Geneanet
- Company type: Private
- Headquarters: Paris, France
- Owner: Ancestry.com (since 2021)
- Founder: Jacques Le Marois [fr] (CEO)
- Industry: Internet
- Products: Family history website Genealogy software Mobile application
- Employees: 32
- Website: www.geneanet.org
- Launched: 1996; 30 years ago
- Current status: Active

= Geneanet =

Online genealogy website

Geneanet (previously stylized as GeneaNet) is a Paris-based genealogy website with 4 million members. Since 2021 it is a subsidiary of Ancestry, the largest genealogy company in the world. Its website consists of data added by registered participants and is available for free to any interested people. An optional annual subscription provides additional search options and additional records.

== History ==

In December 1996, Jacques Le Marois, Jérôme Abela, and Julien Cassaigne launched a website for "using the strength of the Internet to build a database indexing all the genealogical resources existing in the world, available or not online". The former name was "LPF" (List of surnames of France).

The purpose of the site is, through the family trees shared by the members, to match hundreds of thousands of records and genealogical data, to maximize the opportunities of finding common ancestors and growing the family trees. A search in this index can tell if a surname has been investigated by a genealogist (mostly amateur) in a certain place and a certain period of time. Over the years, Geneanet has developed new tools: an internal mailbox, some charts and lists print tools, a digitized library... The number of unique visitors par month has increased from 330,000 in 2006 to more than 1 million in 2018. In 2019, Geneanet has more than 2 million unique visitors per month and is called "heavyweight of the sector".

In August 2012, the Geneanet database reached the milestone of 1 billion entries, then 2 billion in August 2015, and 6 billion in 2019.

In September 2014, Geneanet launched a project for indexing soldiers in the First World War. At that time, the site was hosting more than 530,000 family trees with 800 million individuals.

Since 2015, Geneanet has participated in the genealogical exhibition which held in the town hall of the 15th arrondissement of Paris

In 2017, Geneanet signed a partnership with FamilySearch, allowing the LDS members to have a free Geneanet Premium subscription.

In 2018, Geneanet took part in the debate about DNA tests for genealogical purpose. Since then, the site conducts surveys with its members (20,000 en 2018).
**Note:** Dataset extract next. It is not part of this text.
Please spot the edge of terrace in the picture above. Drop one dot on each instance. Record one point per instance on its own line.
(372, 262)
On June 28, 2018, the CEO of Geneanet, Jacques Le Marois, was present at the Filae General Assembly, its main competitor, because the Trudaine Participations company (which more than 30% of the capital is held by Geneanet) has acquired 25% of the capital of Filae.

On August 31, 2021, Ancestry announced that it had acquired Geneanet. Geneanet explained for French genealogy magazine La Revue française de Généalogie that the acquisition was the consequence of Geneanet's failure to acquire French competitor Filae, which instead had been sold to MyHeritage a month earlier. The Geneanet management promised that the Geneanet.org site would remain autonomous, but indicated that the sale meant that its Premium subscribers would get access to many of the Ancestry databases.

== Description ==

Geneanet has 3 million members, 800,000 family trees and 6 billion indexed individuals as of March 2019. The site proposes three levels of use (visitor, registered and Premium): the second level allows the user to create a family tree, and the third level is a paid service which allows the user access to collections added by genealogy societies among other things.

Geneanet is a contributive, collaborative and freemium website. The site allows users to create a family tree with an unlimited number of individuals for free. A paid subscription allows members to more easily find information, to receive email alerts when new matches are available, to access a genealogy library with 3 billion indexed individuals, and to match their family tree to the database.

== Features ==

The site Geneanet, based on GeneWeb, allows to calculate and display relationships between two persons in a family tree, and to highlight possible blood relationships. Some relationships between famous people have been relayed by the press.

Since December 2015, Geneanet allows all the users to search the database through an advanced search engine which can perform queries by first name and last name, option which was reserved for paid members. In September 2017, Geneanet has launched a new matching option for finding common persons between the family trees of the members.

Since 2018, Geneanet proposes a service to automatically create and print a family book from a family tree, through a partnership with the site Patronomia.

=== Geneanet DNA ===

On February 17, 2020, Geneanet launched "Geneanet DNA", a service which allow users who have taken a DNA test to upload their DNA data and to find new relatives for free. Geneanet DNA features were discontinued on December 20, 2023.

== Other sites and projects ==

Geneanet has launched some other genealogy websites:
- GeneaStar, for finding relationships with famous people.

Geneanet has also launched some mobile apps:
- GeneaGraves: members are invited to take pictures of graves and cemeteries.
- Now and Then: launched in 2015 with the purpose of taking pictures of present-day scenes and superimposing them to old postcards.